# Optimizing a function?

C

#### carl

I have a function that gets called for 512*512*350 times. In this function
there is a loop that gets run each time the function is called:

myFun(VectorType point) {
std::vector<MyObj> & myobjs =this->FindMyObjs(point);
int num = myobjs.size();

for (int i=0; i<num; i++) {
// Do stuff with each neighbor
}
}

Where FindMyObjs(point) is a function that looks up the point in:

std::map<int, std::vector<MyObj>> m_myMap;

which has been created before the program is run:

std::vector<MyObj> FindMyObjs(VectorType point) {
int key = computeKey(point);
return m_myMap[key];
}

The computeKey(point) looks like this:

unsigned int computeKey(VectorType location ) {
unsigned int key = 0;
int x_dir = floor((location/m_cellSize));
int y_dir = floor((location/m_cellSize))*m_split;
int z_dir = floor((location/m_cellSize))*m_split*m_split;
key = x_dir + y_dir + z_dir;
return key;
}

The number of elements in the std::vector<MyObj> is fixed. When the vectors
contains 216 elements the program takes around 50 seconds to complete (on a
3 GHZ machine with 6GB RAM and code compiled for release, using Visual
Studio 2008).

I have tried to remove the code from the while body but is has almost no
effect on the computation time.

Am I missing something very basic c++ optimization skills there or is the
program not meant to run faster on this machine?

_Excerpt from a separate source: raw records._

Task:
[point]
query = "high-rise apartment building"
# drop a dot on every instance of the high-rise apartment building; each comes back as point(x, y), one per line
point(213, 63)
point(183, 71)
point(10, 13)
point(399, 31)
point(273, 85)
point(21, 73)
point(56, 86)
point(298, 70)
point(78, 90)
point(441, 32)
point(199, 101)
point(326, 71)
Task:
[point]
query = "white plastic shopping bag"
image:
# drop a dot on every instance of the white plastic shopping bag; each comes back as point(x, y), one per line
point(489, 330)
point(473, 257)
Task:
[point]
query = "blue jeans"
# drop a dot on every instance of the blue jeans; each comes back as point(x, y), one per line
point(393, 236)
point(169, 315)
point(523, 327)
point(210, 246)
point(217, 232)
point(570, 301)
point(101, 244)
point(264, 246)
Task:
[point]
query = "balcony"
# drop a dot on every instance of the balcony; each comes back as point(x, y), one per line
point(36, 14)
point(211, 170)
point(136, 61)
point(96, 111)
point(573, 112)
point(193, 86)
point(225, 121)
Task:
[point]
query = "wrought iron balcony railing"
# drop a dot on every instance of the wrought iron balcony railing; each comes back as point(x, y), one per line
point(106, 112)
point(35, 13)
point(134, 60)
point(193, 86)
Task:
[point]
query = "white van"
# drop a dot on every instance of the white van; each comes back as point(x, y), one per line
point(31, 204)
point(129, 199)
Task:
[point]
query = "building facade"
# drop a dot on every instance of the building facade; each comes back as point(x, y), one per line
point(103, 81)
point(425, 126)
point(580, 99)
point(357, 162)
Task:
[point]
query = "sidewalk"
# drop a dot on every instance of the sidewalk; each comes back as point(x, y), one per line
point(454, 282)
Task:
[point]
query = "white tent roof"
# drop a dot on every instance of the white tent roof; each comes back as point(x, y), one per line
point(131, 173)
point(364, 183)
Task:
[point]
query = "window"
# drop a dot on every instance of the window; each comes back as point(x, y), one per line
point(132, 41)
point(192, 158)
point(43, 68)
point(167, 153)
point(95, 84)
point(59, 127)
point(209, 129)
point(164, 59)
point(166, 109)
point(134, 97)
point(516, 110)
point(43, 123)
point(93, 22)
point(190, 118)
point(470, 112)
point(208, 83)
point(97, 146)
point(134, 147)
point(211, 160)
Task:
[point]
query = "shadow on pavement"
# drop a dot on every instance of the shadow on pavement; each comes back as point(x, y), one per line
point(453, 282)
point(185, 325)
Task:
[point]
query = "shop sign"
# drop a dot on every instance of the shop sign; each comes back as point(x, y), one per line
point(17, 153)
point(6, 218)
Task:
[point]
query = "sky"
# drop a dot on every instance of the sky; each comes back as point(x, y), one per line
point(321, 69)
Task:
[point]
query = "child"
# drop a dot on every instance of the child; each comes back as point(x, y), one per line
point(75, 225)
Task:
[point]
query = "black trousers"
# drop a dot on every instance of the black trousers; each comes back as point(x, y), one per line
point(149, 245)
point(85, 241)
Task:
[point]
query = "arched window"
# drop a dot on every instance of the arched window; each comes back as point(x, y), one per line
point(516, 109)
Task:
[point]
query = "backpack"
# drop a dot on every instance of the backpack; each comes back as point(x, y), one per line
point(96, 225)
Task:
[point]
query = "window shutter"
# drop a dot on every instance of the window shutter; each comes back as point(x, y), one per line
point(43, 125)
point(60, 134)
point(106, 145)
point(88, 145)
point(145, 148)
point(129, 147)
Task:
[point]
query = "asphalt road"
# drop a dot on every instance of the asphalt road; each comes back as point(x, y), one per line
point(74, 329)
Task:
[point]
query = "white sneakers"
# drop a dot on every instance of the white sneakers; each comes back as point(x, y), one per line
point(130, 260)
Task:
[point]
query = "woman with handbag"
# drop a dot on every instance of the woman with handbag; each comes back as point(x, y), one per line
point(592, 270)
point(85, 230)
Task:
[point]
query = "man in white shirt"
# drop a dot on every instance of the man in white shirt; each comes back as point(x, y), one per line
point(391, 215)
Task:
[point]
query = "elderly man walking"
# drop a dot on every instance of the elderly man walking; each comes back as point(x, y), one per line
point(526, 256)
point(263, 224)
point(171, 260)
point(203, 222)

I have made sure that only references to the already existing data
structures are used. Could it be the computeKey (3 floor operations) that
is expensive when called so many times?

A

#### Alf P. Steinbach

* carl:
I have a function that gets called for 512*512*350 times. In this
function there is a loop that gets run each time the function is called:

myFun(VectorType point) {
std::vector<MyObj> & myobjs =this->FindMyObjs(point);
int num = myobjs.size();

for (int i=0; i<num; i++) {
// Do stuff with each neighbor
}
}

Where FindMyObjs(point) is a function that looks up the point in:

std::map<int, std::vector<MyObj>> m_myMap;

which has been created before the program is run:

std::vector<MyObj> FindMyObjs(VectorType point) {
int key = computeKey(point);
return m_myMap[key];
}

The computeKey(point) looks like this:

unsigned int computeKey(VectorType location ) {
unsigned int key = 0;
int x_dir = floor((location/m_cellSize));
int y_dir = floor((location/m_cellSize))*m_split;
int z_dir = floor((location/m_cellSize))*m_split*m_split;
key = x_dir + y_dir + z_dir;
return key;
}

The number of elements in the std::vector<MyObj> is fixed. When the
vectors contains 216 elements the program takes around 50 seconds to
complete (on a 3 GHZ machine with 6GB RAM and code compiled for release,
using Visual Studio 2008).

I have tried to remove the code from the while body but is has almost no
effect on the computation time.

Am I missing something very basic c++ optimization skills there or is
the program not meant to run faster on this machine?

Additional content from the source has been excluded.